Tak Gabung TPP, Lembong: Bakal Banyak Pabrik Tutup di RI

Dewi Rachmat Kusuma - detikFinance
Selasa, 24 Nov 2015 12:12 WIB
Jakarta - Indonesia saat ini sedang mempersiapkan diri untuk masuk menjadi anggota Trans Pacific Partnership (TPP). Walau masih banyak pro dan kontra atas rencana ini, namun Indonesia dianggap tidak punya pilihan. Tak masuk TPP akan banyak pabrik tutup dan investor lari ke negara lain.

Hal tersebut seperti diungkapkan Menteri Perdagangan (Mendag), Thomas Lembong, di acara Indonesia Economic Outlook 2016, 'A Maritime Nexus Silk Road Synergy Entering the TPP Era', di Hotel JW Marriot, Mega Kuningan, Jakarta, Selasa (24/11/2015).

"Terus terang, kemarin dalam rapat kabinet, secara jelas, blak-blakan, dan keras, pertama kita nggak punya pilihan," kata Lembong.

SCROLL TO CONTINUE WITH CONTENT

Lembong mengungkapkan, seperti Vietnam yang baru saja selesai negosiasi kerja sama dengan Eropa. Apalagi Vietnam sudah menjadi anggota TPP. Kondisi ini kata Lembong, akan membuat makin banyak pabrik di Indonesia tutup dan pindah ke Vietnam.
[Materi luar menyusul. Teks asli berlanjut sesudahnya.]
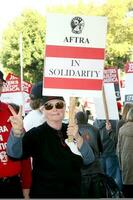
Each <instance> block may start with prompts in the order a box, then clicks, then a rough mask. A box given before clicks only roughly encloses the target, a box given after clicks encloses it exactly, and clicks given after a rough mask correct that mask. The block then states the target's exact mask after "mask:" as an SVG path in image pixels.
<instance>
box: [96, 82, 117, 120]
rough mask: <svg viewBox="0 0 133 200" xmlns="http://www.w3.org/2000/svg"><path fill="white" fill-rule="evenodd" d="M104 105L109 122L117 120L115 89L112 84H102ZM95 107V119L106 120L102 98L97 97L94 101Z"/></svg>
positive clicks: (116, 105) (103, 103) (112, 83)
"Vietnam sudah gabung TPP, makin banyak cerita pabrik di Indonesia banyak tutup dan pindah ke Vietnam. Sebentar lagi kita akan kalah tarif dengan Vietnam 10-15%. Kita dianggap negara miskin, PDB kita di bawah US$ 4.000, dengan Vietnam ekspor kita sudah kalah 10-15%, apalagi kalau Vietnam punya akses bebas ke Eropa dan Amerika Serikat. Jadi kita akan ditinggal (investor), percaya deh," ungkap Lembong.

Ia menambahkan, pernyataan Presiden Joko Widodo (Jokowi), Indonesia akan masuk jadi anggota TPP merupakan bentuk percaya diri pemerintah.

"Gabung TPP, kita menuju first class. Indonesia sanggup, kasarnya Vietnam saja bisa masak kita nggak bisa. Peru? Itu negara kaya apa coba? Masak Peru saja bisa kita nggak bisa," katanya.

Lembong menegaskan kembali, kalau Indonesia tidak segera bergabung dalam TPP, maka Indonesia akan jadi negara tertinggal.

"Kalau kita tidak gabung kita akan ditinggal, kedua sebetulnya kita punya banyak unggulan dan jagoan, seharusnya kita percaya diri. Memang ekonomi kita slowdown tapi 4,7% itu salah satu ekonomi tertinggi di dunia, mereka malah kontraksi, ada yang minus 3%, minus 5%, jadi kita tergolong tinggi, jadi cukup keunggulan untuk bisa bersaing," tutup Lembong.